Rubinstein (ghetto de Varsovie)

Rubinstein (ou Rubenstein, prénom inconnu) était l’un des détenus du ghetto de Varsovie, connu de ses occupants pour ses bouffonneries de rue.

Emanuel Ringelblum le mentionne pour la première fois dans ses notes en , décrivant un fou qui écume les rues du ghetto en criant que tous ses habitants sont égaux (yiddish : אלע גלייך alle gleich). Ce fou — qui se révèle aussi acrobate, chanteur de rue, comique ou satiriste — traverse ensuite les pages de son carnet, sous le nom de Rubinstein. Il est aussi connu de nombreux témoins qui ignorent toutefois son prénom, certains penchant pour Moïshele, d’autres pour Itzik, la plupart n’en ayant cure — il ne s’est en outre jamais déclaré aux autorités du ghetto, pas même pour obtenir des bons de rationnement, vivant de la générosité de son « public » et à l’occasion de soldats ou d’officiels allemands. On le dit issu du ghetto de Łódź, il est en tout cas vu partout, ignorant les restrictions de mouvement et les couvre-feux. Beaucoup le disent fou — Samuel Puterman, membre de la police juive du ghetto, attribue cette folie aux coups qu’il aurait reçus des Allemands — tandis que d’autres affirment qu’il simule, usant de ses tours et farces pour survivre au milieu de ses codétenus affamés et des foules de voleurs et mendiants. On en fait une sorte de philosophe voire, disent les enfants, un sorcier ou l’incarnation du prophète Élie. Ses aphorismes intègrent en tout cas le parler du ghetto.

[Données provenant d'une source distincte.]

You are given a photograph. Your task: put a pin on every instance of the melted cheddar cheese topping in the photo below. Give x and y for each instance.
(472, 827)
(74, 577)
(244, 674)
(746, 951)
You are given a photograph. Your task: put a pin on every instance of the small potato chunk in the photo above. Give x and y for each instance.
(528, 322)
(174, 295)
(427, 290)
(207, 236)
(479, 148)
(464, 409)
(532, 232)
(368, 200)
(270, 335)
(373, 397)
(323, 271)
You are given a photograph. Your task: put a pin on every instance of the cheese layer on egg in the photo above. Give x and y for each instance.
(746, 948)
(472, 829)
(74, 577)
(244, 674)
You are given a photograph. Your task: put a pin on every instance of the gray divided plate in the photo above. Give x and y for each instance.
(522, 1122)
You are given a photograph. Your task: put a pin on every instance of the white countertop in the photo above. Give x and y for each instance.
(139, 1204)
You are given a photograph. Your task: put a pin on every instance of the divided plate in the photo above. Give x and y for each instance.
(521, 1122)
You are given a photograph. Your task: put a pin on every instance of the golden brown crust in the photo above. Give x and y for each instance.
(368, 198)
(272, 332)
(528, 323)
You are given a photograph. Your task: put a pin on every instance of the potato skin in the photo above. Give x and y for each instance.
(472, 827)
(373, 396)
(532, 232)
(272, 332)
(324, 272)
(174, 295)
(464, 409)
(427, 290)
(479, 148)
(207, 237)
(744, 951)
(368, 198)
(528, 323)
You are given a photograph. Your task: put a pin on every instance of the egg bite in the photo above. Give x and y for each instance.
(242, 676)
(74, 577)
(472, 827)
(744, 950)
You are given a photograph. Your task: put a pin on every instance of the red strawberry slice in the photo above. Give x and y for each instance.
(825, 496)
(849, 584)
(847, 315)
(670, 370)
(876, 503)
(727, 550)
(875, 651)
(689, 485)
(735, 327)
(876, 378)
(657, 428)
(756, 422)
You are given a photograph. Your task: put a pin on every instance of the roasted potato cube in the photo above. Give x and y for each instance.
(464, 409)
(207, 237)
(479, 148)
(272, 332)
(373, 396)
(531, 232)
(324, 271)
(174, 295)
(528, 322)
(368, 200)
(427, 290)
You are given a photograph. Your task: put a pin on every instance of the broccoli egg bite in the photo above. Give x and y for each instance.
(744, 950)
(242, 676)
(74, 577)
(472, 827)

Il est photographié en 1941, faisant face à l’objectif dans une pose théâtrale et hilare (le cliché est conservé au Beit Lohamei Haghetaot), et apparaît pendant environ dix secondes dans un film de propagande nazi. Il disparaît après 1942 et connaît le sort de la plupart des détenus du ghetto. Il réapparaît cependant après la guerre dans les témoignages des morts ou des survivants, dans leurs journaux privés ainsi que dans leurs romans. Figure marginale dans le récit d’Edward Reicher (1900-1975), il acquiert plus de présence dans les livres pour enfants d’Uri Orlev et apparaît également dans Le Pianiste (film sur l'histoire de Władysław Szpilman, mis en scène par Roman Polanski), par le biais duquel il se retrouve sur les grands écrans, incarné qu’il est dans l’adaptation cinématographique par Popeck. Il devient aussi l’un des personnages du Cabaret de la Mort, un film d’Andrzej Celinski.